On your server install R-base:

$ sudo apt-get install r-base

Then we will install RStudio server. If you processor is 64 bit:

$ sudo apt-get install gdebi-core
$ wget https://download2.rstudio.org/rstudio-server-0.99.486-amd64.deb
$ sudo gdebi rstudio-server-0.99.486-amd64.deb

If it’s 32 bit:

$ sudo apt-get install gdebi-core
$ wget https://download2.rstudio.org/rstudio-server-0.99.486-i386.deb
$ sudo gdebi rstudio-server-0.99.486-i386.deb

If you are using Scaleway, your processor is ARM. So you have to compile RServer on your own.
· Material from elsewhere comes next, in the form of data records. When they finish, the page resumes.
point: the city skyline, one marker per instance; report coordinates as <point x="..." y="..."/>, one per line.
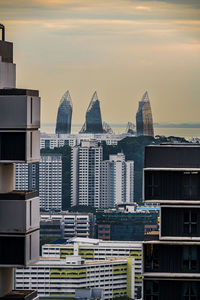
<point x="120" y="48"/>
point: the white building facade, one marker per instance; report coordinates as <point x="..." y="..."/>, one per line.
<point x="85" y="174"/>
<point x="94" y="249"/>
<point x="50" y="182"/>
<point x="62" y="277"/>
<point x="72" y="224"/>
<point x="117" y="181"/>
<point x="45" y="176"/>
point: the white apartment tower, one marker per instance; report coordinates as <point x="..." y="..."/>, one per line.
<point x="117" y="181"/>
<point x="85" y="174"/>
<point x="50" y="182"/>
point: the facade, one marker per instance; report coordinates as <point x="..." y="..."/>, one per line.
<point x="117" y="181"/>
<point x="45" y="177"/>
<point x="64" y="116"/>
<point x="93" y="121"/>
<point x="62" y="277"/>
<point x="144" y="119"/>
<point x="50" y="182"/>
<point x="85" y="174"/>
<point x="27" y="176"/>
<point x="54" y="140"/>
<point x="123" y="226"/>
<point x="93" y="249"/>
<point x="70" y="224"/>
<point x="19" y="142"/>
<point x="171" y="263"/>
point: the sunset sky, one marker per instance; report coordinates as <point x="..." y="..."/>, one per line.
<point x="121" y="48"/>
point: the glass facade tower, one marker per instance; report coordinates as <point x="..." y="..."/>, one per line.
<point x="144" y="119"/>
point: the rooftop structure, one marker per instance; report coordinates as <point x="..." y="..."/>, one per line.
<point x="144" y="119"/>
<point x="64" y="116"/>
<point x="95" y="249"/>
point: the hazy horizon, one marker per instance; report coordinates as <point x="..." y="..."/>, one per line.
<point x="121" y="48"/>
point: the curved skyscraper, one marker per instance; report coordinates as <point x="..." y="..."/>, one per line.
<point x="64" y="116"/>
<point x="93" y="121"/>
<point x="144" y="119"/>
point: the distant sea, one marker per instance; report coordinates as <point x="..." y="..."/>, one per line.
<point x="179" y="130"/>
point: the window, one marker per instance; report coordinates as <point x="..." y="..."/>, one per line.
<point x="153" y="184"/>
<point x="190" y="293"/>
<point x="191" y="185"/>
<point x="151" y="290"/>
<point x="189" y="258"/>
<point x="151" y="258"/>
<point x="190" y="222"/>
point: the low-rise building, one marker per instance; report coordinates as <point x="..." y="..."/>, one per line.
<point x="94" y="249"/>
<point x="56" y="277"/>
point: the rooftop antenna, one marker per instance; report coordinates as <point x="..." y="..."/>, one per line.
<point x="2" y="27"/>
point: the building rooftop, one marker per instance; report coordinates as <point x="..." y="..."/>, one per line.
<point x="19" y="92"/>
<point x="54" y="261"/>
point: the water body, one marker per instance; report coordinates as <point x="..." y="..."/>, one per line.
<point x="120" y="128"/>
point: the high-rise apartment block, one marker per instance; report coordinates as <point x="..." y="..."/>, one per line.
<point x="86" y="172"/>
<point x="172" y="262"/>
<point x="19" y="142"/>
<point x="68" y="225"/>
<point x="144" y="119"/>
<point x="98" y="183"/>
<point x="117" y="181"/>
<point x="45" y="177"/>
<point x="50" y="182"/>
<point x="64" y="116"/>
<point x="27" y="176"/>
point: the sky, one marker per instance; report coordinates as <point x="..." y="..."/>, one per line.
<point x="120" y="48"/>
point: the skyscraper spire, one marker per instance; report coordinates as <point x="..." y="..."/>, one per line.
<point x="144" y="119"/>
<point x="93" y="121"/>
<point x="64" y="116"/>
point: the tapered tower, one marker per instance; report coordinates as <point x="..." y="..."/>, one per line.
<point x="144" y="119"/>
<point x="93" y="121"/>
<point x="64" y="116"/>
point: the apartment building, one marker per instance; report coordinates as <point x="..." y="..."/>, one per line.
<point x="117" y="181"/>
<point x="44" y="176"/>
<point x="50" y="182"/>
<point x="85" y="174"/>
<point x="71" y="224"/>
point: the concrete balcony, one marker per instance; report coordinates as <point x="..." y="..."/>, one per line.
<point x="20" y="109"/>
<point x="19" y="146"/>
<point x="19" y="250"/>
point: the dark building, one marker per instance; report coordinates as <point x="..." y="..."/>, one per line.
<point x="172" y="262"/>
<point x="144" y="119"/>
<point x="120" y="226"/>
<point x="19" y="142"/>
<point x="93" y="121"/>
<point x="64" y="116"/>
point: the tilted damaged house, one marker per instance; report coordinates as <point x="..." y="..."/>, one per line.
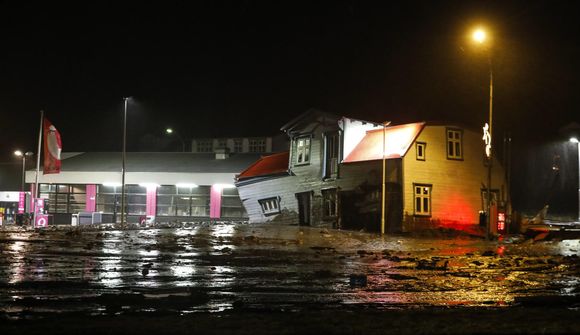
<point x="435" y="174"/>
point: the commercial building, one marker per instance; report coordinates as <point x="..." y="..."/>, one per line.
<point x="163" y="186"/>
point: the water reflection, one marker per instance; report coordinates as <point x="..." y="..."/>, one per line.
<point x="17" y="269"/>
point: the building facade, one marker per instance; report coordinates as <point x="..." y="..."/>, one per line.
<point x="434" y="174"/>
<point x="164" y="186"/>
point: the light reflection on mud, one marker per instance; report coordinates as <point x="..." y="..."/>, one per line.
<point x="224" y="266"/>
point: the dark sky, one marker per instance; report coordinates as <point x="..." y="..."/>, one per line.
<point x="226" y="68"/>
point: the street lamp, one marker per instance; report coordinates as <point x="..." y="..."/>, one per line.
<point x="575" y="140"/>
<point x="480" y="36"/>
<point x="19" y="153"/>
<point x="126" y="100"/>
<point x="171" y="131"/>
<point x="385" y="124"/>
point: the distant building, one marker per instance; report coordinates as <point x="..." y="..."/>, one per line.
<point x="261" y="145"/>
<point x="331" y="175"/>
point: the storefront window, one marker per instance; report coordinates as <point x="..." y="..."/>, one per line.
<point x="136" y="199"/>
<point x="183" y="201"/>
<point x="107" y="197"/>
<point x="63" y="198"/>
<point x="231" y="204"/>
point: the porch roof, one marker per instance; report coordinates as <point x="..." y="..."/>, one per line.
<point x="397" y="140"/>
<point x="267" y="165"/>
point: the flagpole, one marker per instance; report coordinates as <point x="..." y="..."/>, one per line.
<point x="35" y="195"/>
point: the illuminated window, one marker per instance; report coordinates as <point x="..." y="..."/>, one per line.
<point x="238" y="145"/>
<point x="330" y="155"/>
<point x="257" y="145"/>
<point x="302" y="150"/>
<point x="421" y="150"/>
<point x="270" y="206"/>
<point x="422" y="197"/>
<point x="329" y="203"/>
<point x="61" y="198"/>
<point x="454" y="139"/>
<point x="204" y="146"/>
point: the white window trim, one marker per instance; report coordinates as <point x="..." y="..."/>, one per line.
<point x="307" y="150"/>
<point x="422" y="196"/>
<point x="454" y="155"/>
<point x="270" y="206"/>
<point x="423" y="145"/>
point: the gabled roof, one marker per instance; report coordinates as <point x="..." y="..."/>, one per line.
<point x="267" y="166"/>
<point x="397" y="140"/>
<point x="308" y="117"/>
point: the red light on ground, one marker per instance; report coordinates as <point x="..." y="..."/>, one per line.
<point x="500" y="222"/>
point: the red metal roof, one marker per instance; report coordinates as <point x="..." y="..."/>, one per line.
<point x="397" y="139"/>
<point x="267" y="165"/>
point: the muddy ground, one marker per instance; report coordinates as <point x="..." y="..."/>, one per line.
<point x="241" y="278"/>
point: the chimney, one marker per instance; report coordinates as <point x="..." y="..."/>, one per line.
<point x="222" y="153"/>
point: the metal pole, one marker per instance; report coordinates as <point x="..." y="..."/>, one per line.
<point x="123" y="164"/>
<point x="490" y="159"/>
<point x="383" y="195"/>
<point x="23" y="171"/>
<point x="35" y="195"/>
<point x="578" y="144"/>
<point x="383" y="191"/>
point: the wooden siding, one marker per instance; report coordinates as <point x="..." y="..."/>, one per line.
<point x="456" y="184"/>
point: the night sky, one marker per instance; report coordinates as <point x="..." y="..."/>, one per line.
<point x="240" y="68"/>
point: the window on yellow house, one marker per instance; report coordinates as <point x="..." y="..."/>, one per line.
<point x="454" y="144"/>
<point x="422" y="197"/>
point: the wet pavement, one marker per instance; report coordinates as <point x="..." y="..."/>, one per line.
<point x="225" y="267"/>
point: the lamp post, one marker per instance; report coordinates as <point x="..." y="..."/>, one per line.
<point x="171" y="131"/>
<point x="383" y="197"/>
<point x="480" y="37"/>
<point x="19" y="153"/>
<point x="126" y="101"/>
<point x="575" y="140"/>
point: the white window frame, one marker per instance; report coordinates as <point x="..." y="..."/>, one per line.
<point x="330" y="202"/>
<point x="423" y="194"/>
<point x="238" y="145"/>
<point x="421" y="146"/>
<point x="270" y="206"/>
<point x="454" y="143"/>
<point x="303" y="144"/>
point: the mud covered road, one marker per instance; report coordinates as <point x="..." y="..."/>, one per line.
<point x="240" y="278"/>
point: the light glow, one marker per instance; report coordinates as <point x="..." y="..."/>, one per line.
<point x="148" y="185"/>
<point x="112" y="184"/>
<point x="479" y="35"/>
<point x="222" y="186"/>
<point x="186" y="185"/>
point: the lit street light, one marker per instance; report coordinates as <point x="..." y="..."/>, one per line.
<point x="480" y="36"/>
<point x="383" y="197"/>
<point x="124" y="159"/>
<point x="575" y="140"/>
<point x="170" y="131"/>
<point x="19" y="153"/>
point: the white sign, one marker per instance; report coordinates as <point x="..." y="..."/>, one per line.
<point x="10" y="196"/>
<point x="487" y="139"/>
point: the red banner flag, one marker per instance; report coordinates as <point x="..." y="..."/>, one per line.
<point x="52" y="148"/>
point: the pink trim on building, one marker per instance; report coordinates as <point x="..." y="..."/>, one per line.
<point x="151" y="208"/>
<point x="215" y="202"/>
<point x="32" y="195"/>
<point x="91" y="198"/>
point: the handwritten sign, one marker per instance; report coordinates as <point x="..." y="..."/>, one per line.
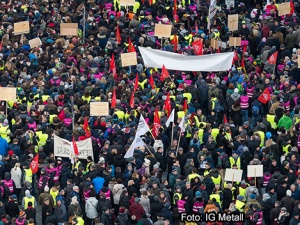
<point x="21" y="27"/>
<point x="69" y="29"/>
<point x="233" y="175"/>
<point x="128" y="59"/>
<point x="99" y="109"/>
<point x="233" y="22"/>
<point x="235" y="41"/>
<point x="127" y="2"/>
<point x="8" y="93"/>
<point x="255" y="171"/>
<point x="284" y="9"/>
<point x="36" y="42"/>
<point x="214" y="44"/>
<point x="162" y="30"/>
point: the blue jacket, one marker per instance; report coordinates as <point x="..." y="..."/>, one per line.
<point x="98" y="183"/>
<point x="3" y="146"/>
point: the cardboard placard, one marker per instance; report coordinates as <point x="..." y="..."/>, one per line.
<point x="255" y="171"/>
<point x="284" y="9"/>
<point x="36" y="42"/>
<point x="128" y="59"/>
<point x="99" y="109"/>
<point x="69" y="29"/>
<point x="21" y="27"/>
<point x="8" y="94"/>
<point x="214" y="43"/>
<point x="235" y="41"/>
<point x="127" y="2"/>
<point x="162" y="30"/>
<point x="233" y="175"/>
<point x="233" y="22"/>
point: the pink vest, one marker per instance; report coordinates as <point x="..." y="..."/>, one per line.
<point x="9" y="184"/>
<point x="244" y="102"/>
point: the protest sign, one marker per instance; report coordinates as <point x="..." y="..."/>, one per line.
<point x="233" y="22"/>
<point x="62" y="148"/>
<point x="99" y="109"/>
<point x="21" y="27"/>
<point x="233" y="175"/>
<point x="162" y="30"/>
<point x="284" y="9"/>
<point x="8" y="94"/>
<point x="128" y="59"/>
<point x="235" y="41"/>
<point x="36" y="42"/>
<point x="69" y="29"/>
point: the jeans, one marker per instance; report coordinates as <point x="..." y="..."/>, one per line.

See the build script for this purpose. This script was prepared for Chromebook, so you don’t have to follow the guideline provided there.

$ git clone https://github.com/jrowen/ARM-rstudio-server
$ cd ARM-rstudio-server
$ sh build_rstudio.sh

This can take a while (maybe an hour). You can use nohup or tmux to avoid losing your session.

Check if rstudio-server.service file exists. If it doesn’t, copy it:

$ ls /etc/systemd/system/rstudio-server.service
$ cp src/cpp/server/extras/systemd/rstudio-server.service /etc/systemd/system/

Now we can start rstudio-server service with:

$ service rstudio-server start
$ service --status-all

You should see a + sign in front of rstudio-server. In order to login the web panel, you have to create a custom user.

$ adduser michael

Answer the questions and now you can access your web panel via http://:8787 with your user michael. In this panel, you can use web-based RStudio.

Some requirements could be Pandoc for Knitting HTML, MySQL Client for RMySQL:

$ sudo apt-get install pandoc
$ libmysqlclient-dev

Nevertheless, you may encounter some packages (like caret) being missing due to ARM incompatibility.